The shutdown is over, but consumer confidence hits 10-month low

Photo by Chris Ratcliffe/Bloomberg via Getty Images

Consumer confidence in October hit a 10-month low, following the partial government shutdown.

As measured by Thomson Reuters and University of Michigan, September’s 77.5 consumer sentiment index decreased to 73.2 this month, the lowest since December 2012, according to Friday morning’s final release.
To put that in context, in the five years before the start of the recession in December 2007, the average sentiment index was 89. When times were really bad, in the 18-month period ending in June 2009, the sentiment index averaged 64.2.

Released twice a month, the month’s final sentiment index is based on interviews with 500 consumers. This month’s preliminary reading had predicted 75.2.

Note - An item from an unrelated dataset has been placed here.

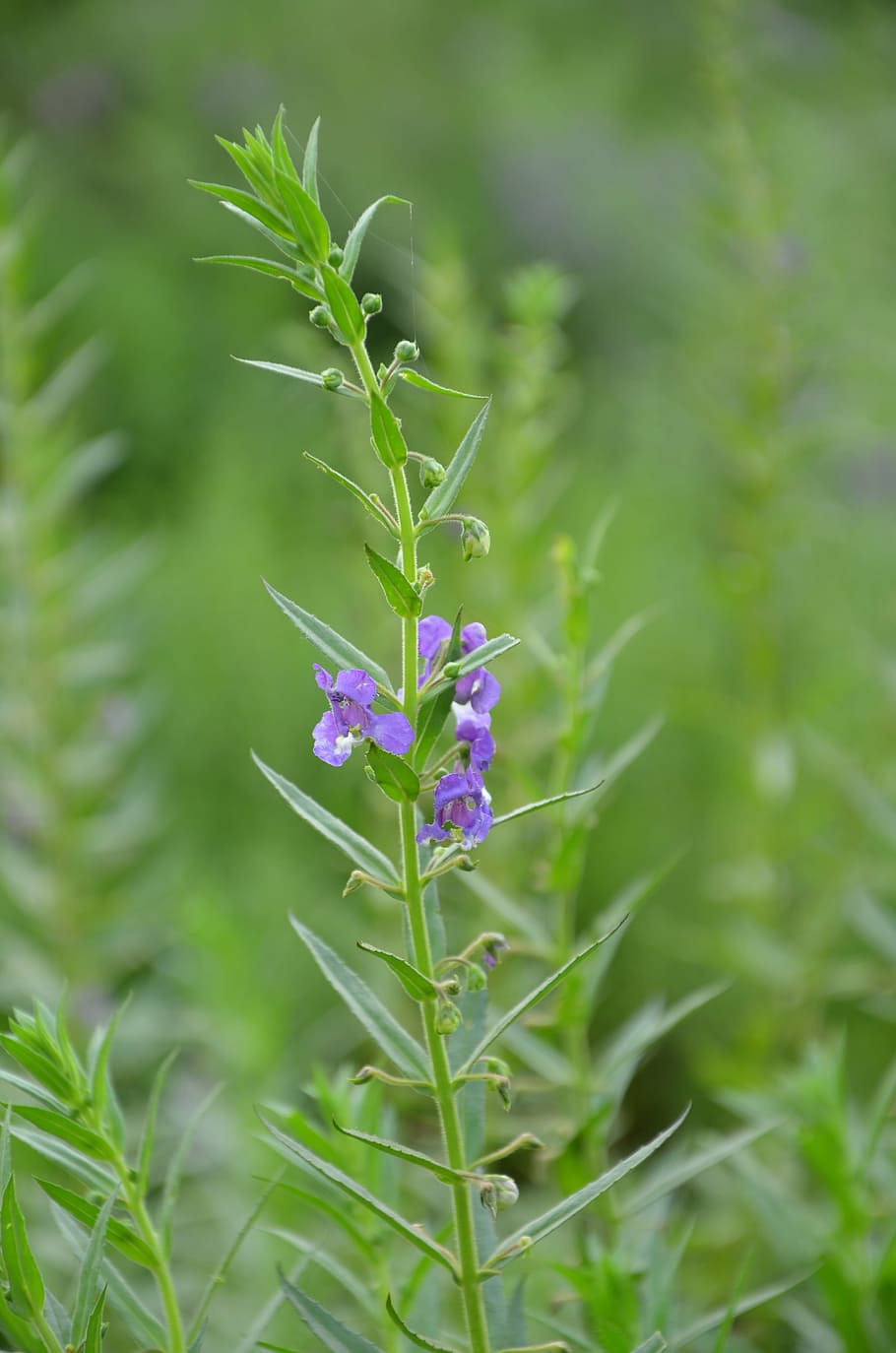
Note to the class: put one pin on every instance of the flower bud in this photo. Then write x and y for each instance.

The 16-day government shutdown, a near miss of debt default and credit agency Fitch’s warnings about downgrading the U.S.’s sovereign credit rating all contributed to lower consumer confidence. A record number of consumers surveyed indicated that their impression of the economy was tied to the government’s troubles.

“When asked to describe in their own words what they had heard about recent economic developments, the number of consumers that negatively mentioned the federal government in October was the highest in the more than half-century history of the surveys,” survey director Richard Curtin said in a statement.

Consumer confidence is important to the overall health of the economy because it’s used as a gauge of how much Americans will be opening their wallets — a trend to which economists and business owners alike are particularly attuned as holiday shopping season nears.

In fact, Wall Street places so much weight on this particular Thomson Reuters/University of Michigan index that high-frequency traders often pay to receive it early, as PBS NewsHour reported earlier this year.